A decisão judicial também mantém as restrições aos integrantes cadastrados das torcidas organizadas Jovem e Fúria, do Botafogo-PB. As medidas foram adotadas pelo coordenador do Nudetor, o promotor de Justiça Leonardo Clementino Pinto, após reuniões com representantes das forças de segurança para discutir os recentes episódios de violência e vandalismo envolvendo integrantes das torcidas organizadas do clube paraibano.
Segundo o Ministério Público, o objetivo é prevenir novos confrontos, reduzir riscos de violência e garantir a segurança de torcedores, atletas, trabalhadores e agentes públicos envolvidos na realização da partida.
Além das medidas para o confronto do próximo sábado, o MPPB informou que irá ajuizar uma ação para pedir o banimento das torcidas organizadas Jovem e Fúria, em razão do histórico de violência e dos acontecimentos recentes atribuídos a seus integrantes.
O coordenador do Nudetor destacou que a decisão judicial fortalece o planejamento de segurança para o evento.
“O Ministério Público parabeniza a excelência da decisão prolatada por entender a complexidade da realização de um evento dessa magnitude e por prestigiar o interesse maior da coletividade. O planejamento para o jogo continua, novas reuniões já foram realizadas pelas forças de segurança pública e o Ministério Público estará vigilante durante toda a preparação e no dia da realização do evento, adotando as medidas legais necessárias para garantir a integridade do espetáculo e a segurança do torcedor”, afirmou Leonardo Clementino Pinto.
A decisão foi proferida nesta segunda-feira (3) pela juíza Andréa Gonçalves Lopes Lins, no âmbito do Processo nº 0854437-67.2026.8.15.2001.
Na decisão, a magistrada entendeu que, nesta fase inicial do processo, não ficou demonstrada a existência de direito líquido e certo que justificasse suspender a medida preventiva adotada pelos órgãos de segurança pública.
A juíza ressaltou que os elementos apresentados apontam que a restrição foi fundamentada na preservação da ordem pública, na prevenção de confrontos e na proteção da integridade física dos torcedores, demais espectadores, atletas, trabalhadores e agentes responsáveis pelo policiamento.

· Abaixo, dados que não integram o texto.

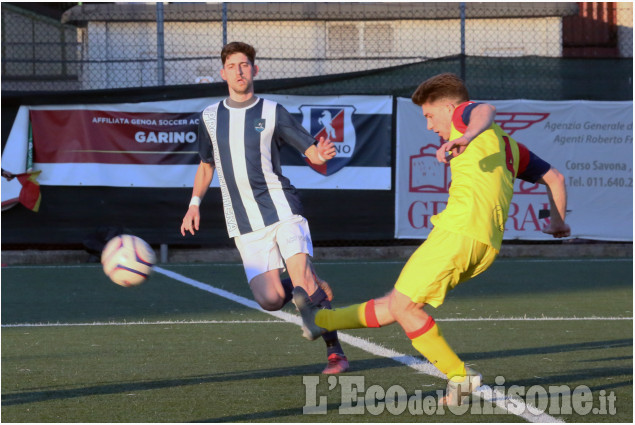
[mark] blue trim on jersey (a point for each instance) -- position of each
(222, 136)
(536, 168)
(467, 111)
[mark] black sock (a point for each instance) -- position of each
(288, 290)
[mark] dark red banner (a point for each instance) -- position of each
(111, 137)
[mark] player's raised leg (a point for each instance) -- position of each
(301, 273)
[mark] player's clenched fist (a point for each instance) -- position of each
(191, 220)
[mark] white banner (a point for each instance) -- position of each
(590, 143)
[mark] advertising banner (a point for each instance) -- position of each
(155, 144)
(590, 143)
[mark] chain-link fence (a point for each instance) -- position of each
(119, 45)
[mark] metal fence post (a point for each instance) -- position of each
(160, 46)
(462, 9)
(224, 23)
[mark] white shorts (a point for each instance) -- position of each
(267, 249)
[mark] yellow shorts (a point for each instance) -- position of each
(443, 261)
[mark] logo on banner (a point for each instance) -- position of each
(336, 124)
(427, 174)
(511, 122)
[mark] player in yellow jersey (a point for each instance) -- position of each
(467, 235)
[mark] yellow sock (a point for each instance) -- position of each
(430, 343)
(352, 317)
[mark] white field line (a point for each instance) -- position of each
(335, 263)
(140, 323)
(484, 391)
(234, 322)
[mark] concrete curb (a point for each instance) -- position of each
(180, 255)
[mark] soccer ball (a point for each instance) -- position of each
(127, 260)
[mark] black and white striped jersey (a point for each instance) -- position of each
(244, 145)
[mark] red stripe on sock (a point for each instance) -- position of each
(370, 315)
(425, 328)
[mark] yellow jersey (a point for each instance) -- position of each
(482, 183)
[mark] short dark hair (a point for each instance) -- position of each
(446, 85)
(238, 47)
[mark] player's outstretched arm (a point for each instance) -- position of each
(557, 191)
(322, 152)
(481, 118)
(202, 180)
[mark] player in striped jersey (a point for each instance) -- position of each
(240, 138)
(467, 234)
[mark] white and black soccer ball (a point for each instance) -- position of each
(127, 260)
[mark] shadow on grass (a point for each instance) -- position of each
(126, 387)
(563, 348)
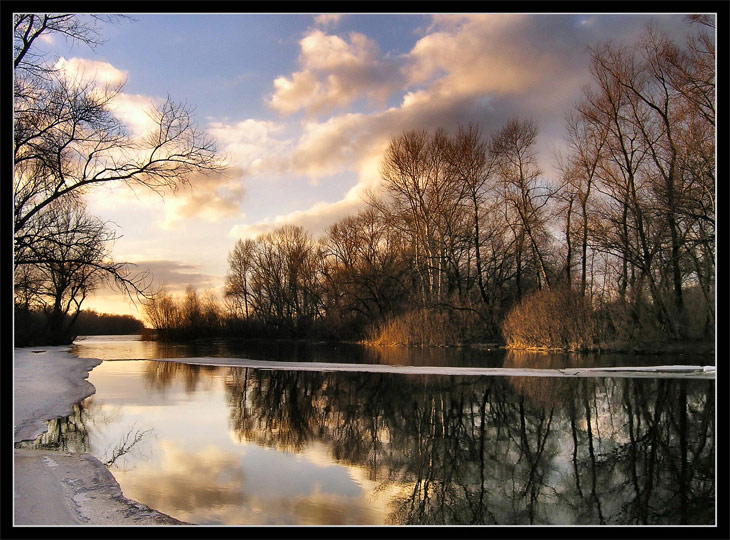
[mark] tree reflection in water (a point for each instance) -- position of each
(478, 450)
(500, 450)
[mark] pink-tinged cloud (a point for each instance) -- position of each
(336, 71)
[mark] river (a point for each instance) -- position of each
(242, 445)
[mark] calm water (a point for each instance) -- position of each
(234, 445)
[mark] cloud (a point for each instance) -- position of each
(176, 275)
(315, 219)
(85, 71)
(209, 196)
(251, 145)
(336, 71)
(483, 68)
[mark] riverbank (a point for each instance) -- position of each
(61, 488)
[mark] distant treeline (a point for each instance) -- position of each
(469, 241)
(32, 326)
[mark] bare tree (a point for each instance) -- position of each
(68, 140)
(522, 193)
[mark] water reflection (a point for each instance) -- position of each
(132, 347)
(493, 450)
(258, 447)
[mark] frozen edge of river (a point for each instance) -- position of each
(673, 371)
(61, 488)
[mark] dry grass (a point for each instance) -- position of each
(425, 327)
(551, 319)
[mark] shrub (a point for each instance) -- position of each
(427, 327)
(557, 318)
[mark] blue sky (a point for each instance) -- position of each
(302, 106)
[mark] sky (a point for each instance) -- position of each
(302, 107)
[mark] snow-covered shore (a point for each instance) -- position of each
(672, 371)
(60, 488)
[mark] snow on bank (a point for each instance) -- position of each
(48, 382)
(60, 488)
(692, 372)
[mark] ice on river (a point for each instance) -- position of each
(673, 371)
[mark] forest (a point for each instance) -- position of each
(467, 240)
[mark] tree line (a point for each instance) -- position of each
(469, 240)
(66, 142)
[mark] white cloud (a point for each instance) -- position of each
(85, 71)
(251, 145)
(335, 73)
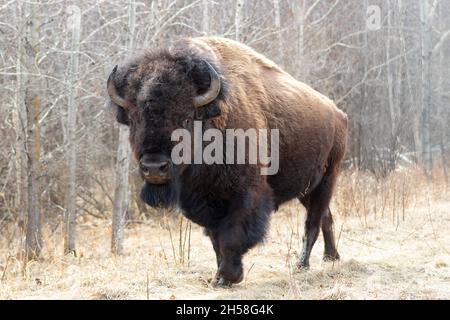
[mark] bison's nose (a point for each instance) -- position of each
(155, 168)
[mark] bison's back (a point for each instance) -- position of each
(261, 95)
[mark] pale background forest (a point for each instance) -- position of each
(63, 160)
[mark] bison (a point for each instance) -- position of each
(225, 84)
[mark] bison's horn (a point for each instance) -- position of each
(213, 91)
(112, 91)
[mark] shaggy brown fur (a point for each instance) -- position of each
(233, 202)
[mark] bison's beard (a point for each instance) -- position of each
(160, 195)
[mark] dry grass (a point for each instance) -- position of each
(393, 234)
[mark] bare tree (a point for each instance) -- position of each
(32, 140)
(238, 19)
(121, 198)
(74, 24)
(426, 45)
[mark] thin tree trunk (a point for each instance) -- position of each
(19, 120)
(71, 192)
(32, 144)
(276, 6)
(238, 19)
(426, 35)
(121, 198)
(205, 20)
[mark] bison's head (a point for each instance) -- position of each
(154, 95)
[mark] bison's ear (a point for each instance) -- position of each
(197, 71)
(122, 116)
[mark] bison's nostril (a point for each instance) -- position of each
(154, 168)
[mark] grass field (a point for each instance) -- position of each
(393, 237)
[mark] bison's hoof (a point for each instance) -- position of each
(226, 282)
(303, 265)
(331, 257)
(221, 283)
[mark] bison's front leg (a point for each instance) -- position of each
(243, 228)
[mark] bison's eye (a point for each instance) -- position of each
(187, 123)
(122, 116)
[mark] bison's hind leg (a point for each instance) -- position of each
(319, 215)
(330, 253)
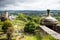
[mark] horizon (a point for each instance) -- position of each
(29, 4)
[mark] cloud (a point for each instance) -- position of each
(29, 4)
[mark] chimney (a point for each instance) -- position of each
(48, 12)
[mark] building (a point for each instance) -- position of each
(5, 16)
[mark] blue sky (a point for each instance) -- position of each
(29, 4)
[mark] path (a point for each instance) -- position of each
(51, 32)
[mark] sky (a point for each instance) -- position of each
(29, 4)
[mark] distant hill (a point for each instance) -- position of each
(30, 12)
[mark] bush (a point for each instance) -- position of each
(5, 26)
(30, 27)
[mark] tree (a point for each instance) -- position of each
(30, 27)
(8, 28)
(22, 17)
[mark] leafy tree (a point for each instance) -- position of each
(22, 17)
(8, 28)
(5, 26)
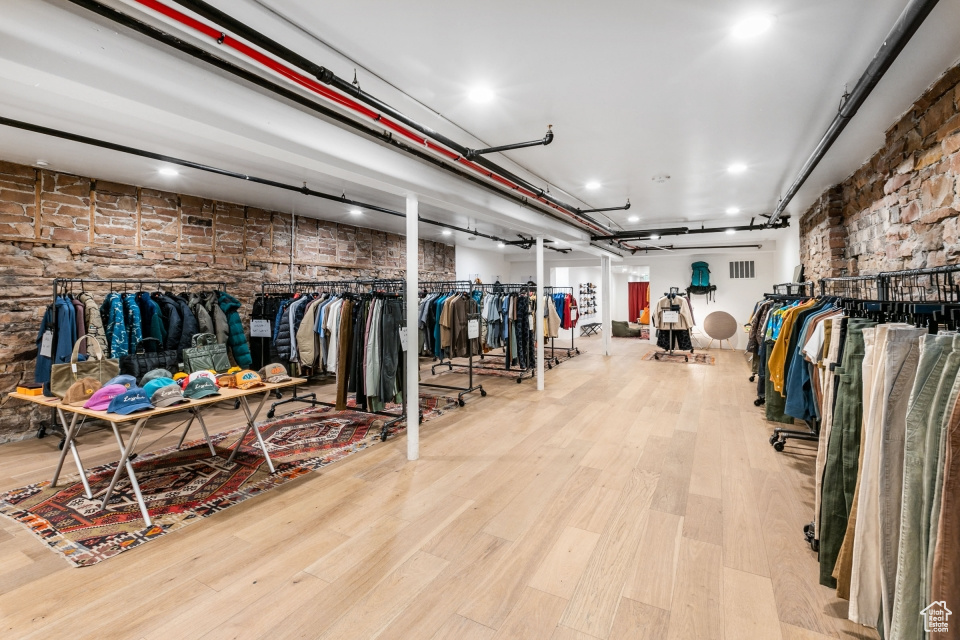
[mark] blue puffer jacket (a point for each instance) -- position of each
(132, 320)
(237, 341)
(112, 313)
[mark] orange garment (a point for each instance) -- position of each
(778, 356)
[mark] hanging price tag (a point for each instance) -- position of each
(260, 329)
(46, 345)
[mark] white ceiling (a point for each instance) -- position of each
(633, 89)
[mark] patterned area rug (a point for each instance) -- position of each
(183, 486)
(695, 358)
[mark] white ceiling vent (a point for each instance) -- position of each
(742, 269)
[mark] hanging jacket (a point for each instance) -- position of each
(189, 327)
(204, 321)
(221, 326)
(132, 320)
(111, 311)
(237, 340)
(281, 331)
(94, 322)
(170, 314)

Segundo a magistrada, a legislação e a Constituição Federal atribuem ao Estado o dever de adotar medidas para garantir a segurança em eventos esportivos, especialmente quando há risco de violência.
Ao analisar o pedido, a juíza também concluiu que não houve demonstração de ilegalidade, desvio de finalidade, ausência de motivação ou desproporcionalidade na decisão administrativa do Ministério Público.
Ainda conforme a decisão, a restrição foi considerada adequada, necessária e proporcional, por reduzir a possibilidade de confrontos entre torcidas rivais e minimizar riscos em um evento com grande concentração de pessoas.
A magistrada também validou, em análise preliminar, o bloqueio temporário da compra de ingressos por CPFs de dirigentes, representantes e integrantes das torcidas organizadas atingidas pela medida, entendendo que a providência é um instrumento necessário para garantir a efetividade da restrição.